Hay otro tema que se repite: que todos eran “buenos” o “ciegos”, no sabían nada, no se enteraron hasta llegar a Nuremberg, no podía ser verdad, tenía que ser producto de la propaganda enemiga, uno de los responsables del oro procedente de las muelas, anillos, relojes, gafas, etc, de los asesinados en los campos, decía no saber de dónde procedía el oro. Todo esto está muy de actualidad, nuestro dictador Sánchez dice no conocer nada de la corrupción de su partido, de su mujer, de su hermano, de sus amigos. En fin, ya le llegará su Núremberg y recordará.

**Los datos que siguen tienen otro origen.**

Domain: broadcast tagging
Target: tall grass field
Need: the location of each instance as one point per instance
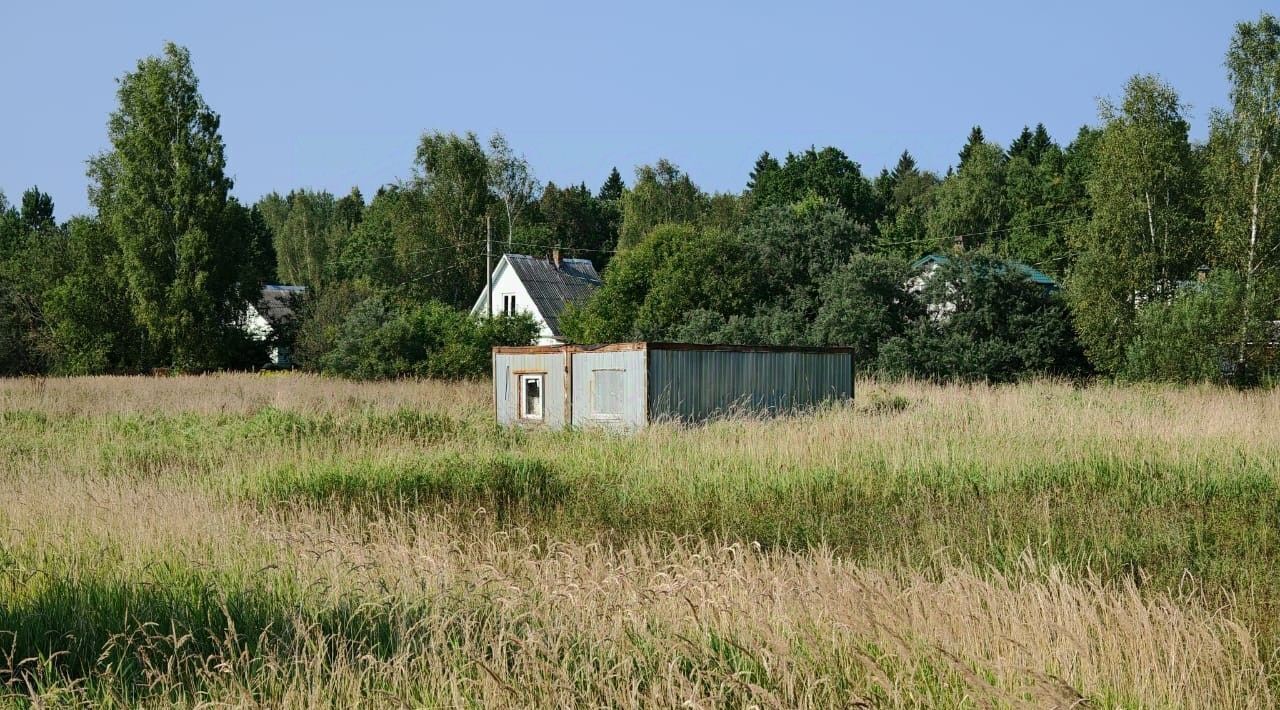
(293, 541)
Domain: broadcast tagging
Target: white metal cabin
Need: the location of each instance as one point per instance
(627, 385)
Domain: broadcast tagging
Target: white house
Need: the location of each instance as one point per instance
(273, 310)
(927, 266)
(539, 287)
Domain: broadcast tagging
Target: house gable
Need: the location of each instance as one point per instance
(538, 287)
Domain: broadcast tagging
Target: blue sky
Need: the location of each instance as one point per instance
(336, 95)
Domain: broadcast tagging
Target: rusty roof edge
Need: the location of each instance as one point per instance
(668, 346)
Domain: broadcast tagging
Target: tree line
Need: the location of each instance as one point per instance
(1165, 248)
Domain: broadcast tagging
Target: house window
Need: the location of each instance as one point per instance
(607, 393)
(531, 397)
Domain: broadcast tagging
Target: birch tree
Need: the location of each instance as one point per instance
(1244, 183)
(161, 191)
(1143, 236)
(511, 179)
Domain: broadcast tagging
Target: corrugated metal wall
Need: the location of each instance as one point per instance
(698, 384)
(631, 398)
(506, 371)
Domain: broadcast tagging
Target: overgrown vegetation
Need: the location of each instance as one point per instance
(298, 541)
(813, 251)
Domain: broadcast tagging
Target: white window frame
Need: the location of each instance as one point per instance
(521, 404)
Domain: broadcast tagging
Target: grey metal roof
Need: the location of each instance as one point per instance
(553, 288)
(277, 302)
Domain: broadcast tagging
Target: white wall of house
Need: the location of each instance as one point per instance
(257, 326)
(507, 284)
(917, 284)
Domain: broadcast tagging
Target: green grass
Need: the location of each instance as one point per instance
(1104, 484)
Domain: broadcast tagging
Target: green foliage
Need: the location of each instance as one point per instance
(661, 195)
(826, 173)
(864, 303)
(92, 326)
(1187, 339)
(1243, 183)
(613, 187)
(383, 340)
(755, 284)
(970, 207)
(612, 311)
(577, 223)
(984, 321)
(1144, 200)
(511, 181)
(906, 197)
(161, 192)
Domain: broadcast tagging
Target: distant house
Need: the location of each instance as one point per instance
(539, 287)
(270, 315)
(927, 266)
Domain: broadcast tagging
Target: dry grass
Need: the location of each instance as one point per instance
(132, 558)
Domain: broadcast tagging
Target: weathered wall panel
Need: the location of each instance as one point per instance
(630, 369)
(698, 384)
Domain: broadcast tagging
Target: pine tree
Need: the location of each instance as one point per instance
(764, 166)
(976, 138)
(612, 188)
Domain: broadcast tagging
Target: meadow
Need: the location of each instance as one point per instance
(305, 543)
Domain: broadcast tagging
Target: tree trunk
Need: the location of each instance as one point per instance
(1249, 264)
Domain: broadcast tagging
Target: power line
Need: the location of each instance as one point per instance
(929, 241)
(430, 250)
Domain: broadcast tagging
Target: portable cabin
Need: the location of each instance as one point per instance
(629, 385)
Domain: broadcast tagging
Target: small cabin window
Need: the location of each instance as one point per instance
(531, 397)
(607, 393)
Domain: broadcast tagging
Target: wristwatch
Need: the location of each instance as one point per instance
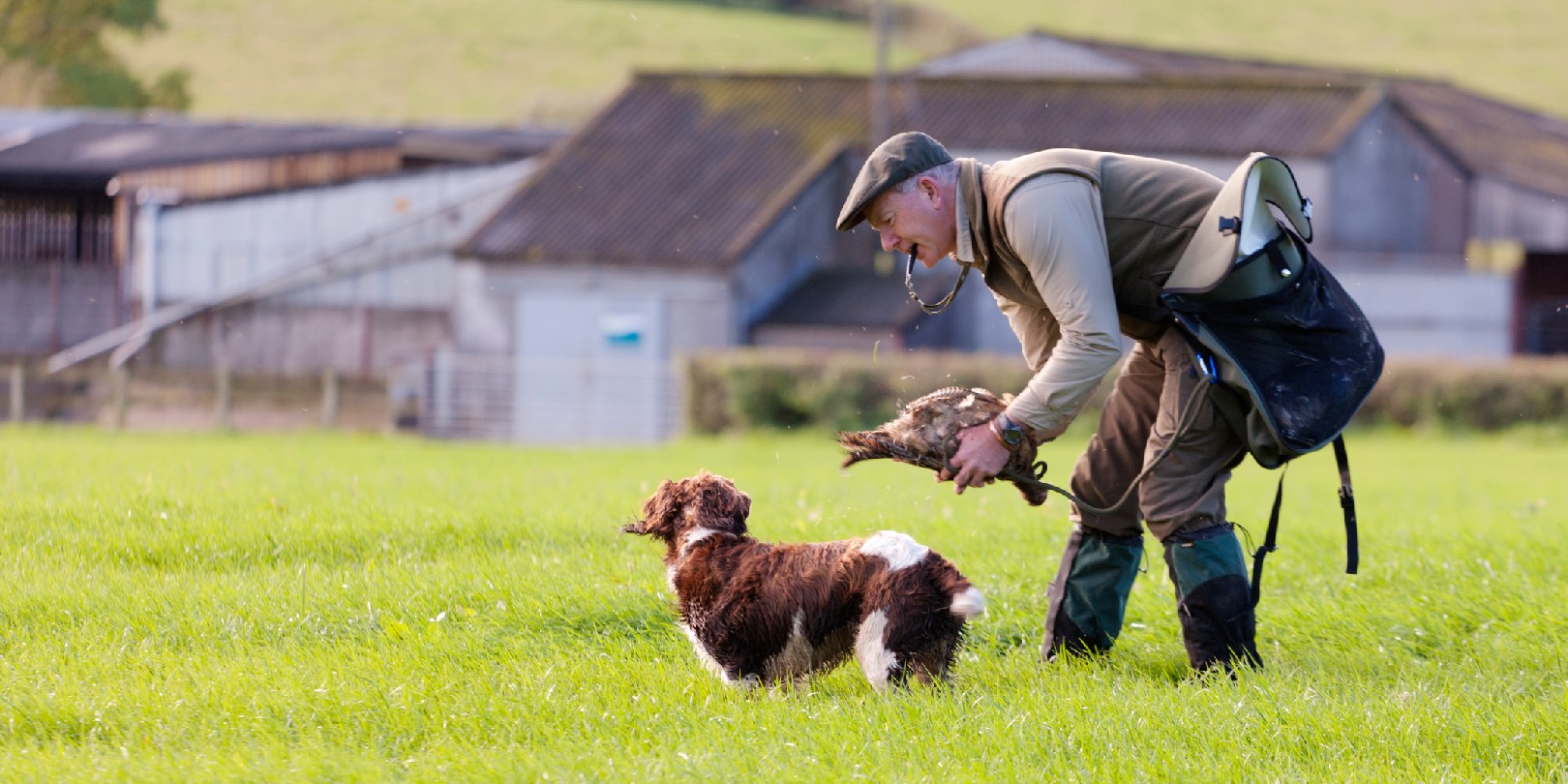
(1007, 432)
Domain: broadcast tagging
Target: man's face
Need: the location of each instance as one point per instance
(920, 222)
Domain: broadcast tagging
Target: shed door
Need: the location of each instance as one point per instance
(591, 367)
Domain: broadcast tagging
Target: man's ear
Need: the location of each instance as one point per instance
(930, 190)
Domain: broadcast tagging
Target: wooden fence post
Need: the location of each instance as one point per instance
(121, 383)
(17, 392)
(330, 397)
(225, 396)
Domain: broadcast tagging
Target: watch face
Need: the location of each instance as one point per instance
(1011, 433)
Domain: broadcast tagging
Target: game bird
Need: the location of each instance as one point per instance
(925, 433)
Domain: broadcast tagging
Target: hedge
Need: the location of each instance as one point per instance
(771, 387)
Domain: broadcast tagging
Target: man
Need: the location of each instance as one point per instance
(1074, 245)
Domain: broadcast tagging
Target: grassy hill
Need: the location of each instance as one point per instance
(558, 60)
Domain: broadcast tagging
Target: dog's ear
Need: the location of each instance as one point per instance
(723, 507)
(660, 511)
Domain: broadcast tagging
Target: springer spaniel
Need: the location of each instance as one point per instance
(769, 614)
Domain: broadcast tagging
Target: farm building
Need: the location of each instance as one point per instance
(548, 298)
(275, 250)
(697, 212)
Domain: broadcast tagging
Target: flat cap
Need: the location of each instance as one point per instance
(892, 162)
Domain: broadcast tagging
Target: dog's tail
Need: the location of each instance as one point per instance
(968, 602)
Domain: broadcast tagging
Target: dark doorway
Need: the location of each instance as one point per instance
(1540, 321)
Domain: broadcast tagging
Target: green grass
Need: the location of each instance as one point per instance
(333, 607)
(557, 60)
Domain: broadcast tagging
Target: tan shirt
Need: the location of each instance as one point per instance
(1054, 223)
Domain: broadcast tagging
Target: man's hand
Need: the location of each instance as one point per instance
(979, 458)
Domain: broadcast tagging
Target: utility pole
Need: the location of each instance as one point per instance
(882, 28)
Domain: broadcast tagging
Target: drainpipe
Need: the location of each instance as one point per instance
(144, 250)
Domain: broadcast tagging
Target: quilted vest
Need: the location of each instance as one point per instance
(1151, 210)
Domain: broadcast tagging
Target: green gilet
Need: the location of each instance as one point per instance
(1151, 209)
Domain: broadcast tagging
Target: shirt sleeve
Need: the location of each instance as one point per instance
(1056, 226)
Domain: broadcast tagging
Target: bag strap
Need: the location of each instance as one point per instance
(1269, 540)
(1347, 502)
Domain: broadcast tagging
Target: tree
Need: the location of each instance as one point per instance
(52, 52)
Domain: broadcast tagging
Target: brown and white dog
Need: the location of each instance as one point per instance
(767, 614)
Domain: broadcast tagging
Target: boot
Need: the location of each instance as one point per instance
(1213, 598)
(1089, 596)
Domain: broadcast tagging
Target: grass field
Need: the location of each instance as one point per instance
(557, 60)
(333, 607)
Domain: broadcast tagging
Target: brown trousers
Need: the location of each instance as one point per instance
(1186, 491)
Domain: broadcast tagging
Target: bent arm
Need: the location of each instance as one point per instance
(1056, 226)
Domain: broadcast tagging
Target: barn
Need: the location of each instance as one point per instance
(697, 214)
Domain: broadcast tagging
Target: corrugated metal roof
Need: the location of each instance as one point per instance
(1489, 136)
(1043, 55)
(855, 298)
(85, 156)
(1484, 136)
(680, 164)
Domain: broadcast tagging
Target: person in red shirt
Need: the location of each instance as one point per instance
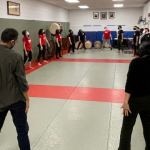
(106, 38)
(27, 47)
(58, 44)
(42, 48)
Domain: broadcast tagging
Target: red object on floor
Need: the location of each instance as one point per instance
(44, 91)
(77, 93)
(94, 60)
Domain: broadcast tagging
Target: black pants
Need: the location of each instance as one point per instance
(71, 46)
(58, 50)
(20, 121)
(26, 57)
(41, 52)
(120, 44)
(139, 106)
(83, 42)
(135, 48)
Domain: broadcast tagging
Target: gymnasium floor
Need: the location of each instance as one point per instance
(75, 104)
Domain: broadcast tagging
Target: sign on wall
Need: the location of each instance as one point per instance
(13, 8)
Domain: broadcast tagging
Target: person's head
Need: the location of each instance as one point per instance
(25, 33)
(119, 27)
(141, 30)
(57, 32)
(9, 37)
(135, 28)
(146, 30)
(144, 49)
(105, 28)
(41, 31)
(70, 31)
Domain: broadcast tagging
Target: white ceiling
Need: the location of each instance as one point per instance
(97, 4)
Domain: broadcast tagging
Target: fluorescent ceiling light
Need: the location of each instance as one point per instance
(118, 5)
(83, 7)
(72, 1)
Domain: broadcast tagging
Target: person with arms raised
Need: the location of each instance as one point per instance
(13, 87)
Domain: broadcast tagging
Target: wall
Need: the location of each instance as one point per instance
(128, 17)
(36, 10)
(34, 16)
(145, 11)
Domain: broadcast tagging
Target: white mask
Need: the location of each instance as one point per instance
(27, 33)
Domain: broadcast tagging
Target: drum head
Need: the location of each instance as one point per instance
(88, 44)
(53, 27)
(97, 45)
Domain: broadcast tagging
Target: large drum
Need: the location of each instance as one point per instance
(97, 45)
(55, 26)
(88, 44)
(76, 45)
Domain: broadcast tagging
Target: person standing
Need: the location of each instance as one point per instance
(136, 39)
(106, 37)
(13, 87)
(58, 44)
(42, 47)
(27, 48)
(82, 39)
(137, 98)
(120, 39)
(72, 42)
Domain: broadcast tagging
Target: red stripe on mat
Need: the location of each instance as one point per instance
(94, 60)
(77, 93)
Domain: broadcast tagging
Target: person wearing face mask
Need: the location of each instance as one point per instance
(58, 44)
(42, 47)
(72, 42)
(13, 87)
(27, 47)
(106, 37)
(136, 39)
(146, 35)
(120, 39)
(82, 39)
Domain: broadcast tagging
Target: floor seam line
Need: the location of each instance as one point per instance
(49, 124)
(79, 81)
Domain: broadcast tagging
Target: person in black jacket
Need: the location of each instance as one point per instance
(72, 41)
(13, 87)
(137, 98)
(136, 39)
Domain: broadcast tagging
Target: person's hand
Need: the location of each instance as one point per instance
(136, 43)
(27, 106)
(126, 109)
(26, 53)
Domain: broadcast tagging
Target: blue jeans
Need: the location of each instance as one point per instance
(20, 121)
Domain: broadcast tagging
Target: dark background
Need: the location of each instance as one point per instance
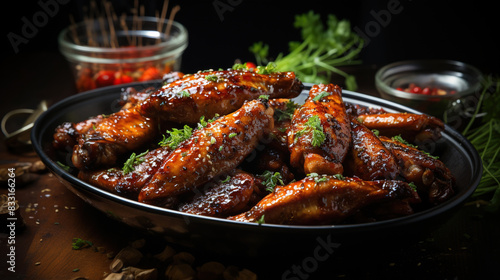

También curiosa la postura de la mayoría de no declararse antisemita, alguno incluso presume de haber ayudado a algún judío. Uno de ellos, Hans Fritzsche, culpable de la muerte de 5 millones de judíos, presumía de haber salvado la vida a ¡uno! En general todos hablaban bien de Hitler, ponderando su inteligencia, su memoria extraordinaria, soñador, algo de místico, con una fuerza de voluntad importante, encanto personal, etc. aunque también es verdad, la mayoría le reconocen como el responsable del holocausto y el resto de atrocidades. Es reseñable también lo mal que se llevaban entre ellos, muchos hablan mal de los demás en las entrevistas.

Las entrevistas son duras, desde el principio el autor deja claro sus posiciones, aunque deje hablar a los detenidos, pero no duda en cortarles o mostrar sus dudas razonables de lo que le cuentan. Esto crea una tensión cuando estás leyendo muy interesante desde el punto de vista literario.

Un tema importante para la reflexión es que la gran mayoría eran personas “normales” en sus vidas “civiles”, inteligentes, con grandes coeficientes algunos, personas competentes, formadas, responsables incluso. Y cómo personas así fueron capaces de cometer las atrocidades que conocemos, hace muy difícil el estudio moral y psicológico, pero el autor lo trata de manera muy entendible y son muy interesantes sus conclusiones.

Muy interesante también el debate jurídico del juicio, las luchas entre los defensores del derecho positivo (no se puede juzgar a nadie sin una ley previa) y los del derecho natural. Debate que no se solucionó bien pero que sentó precedentes para el futuro. Como ven inmensidad de temas para pensar, para debatir, para conocer. Y además muy rica su lectura, libro muy recomendable. Léanlo. Disfrutarán de un gran libro.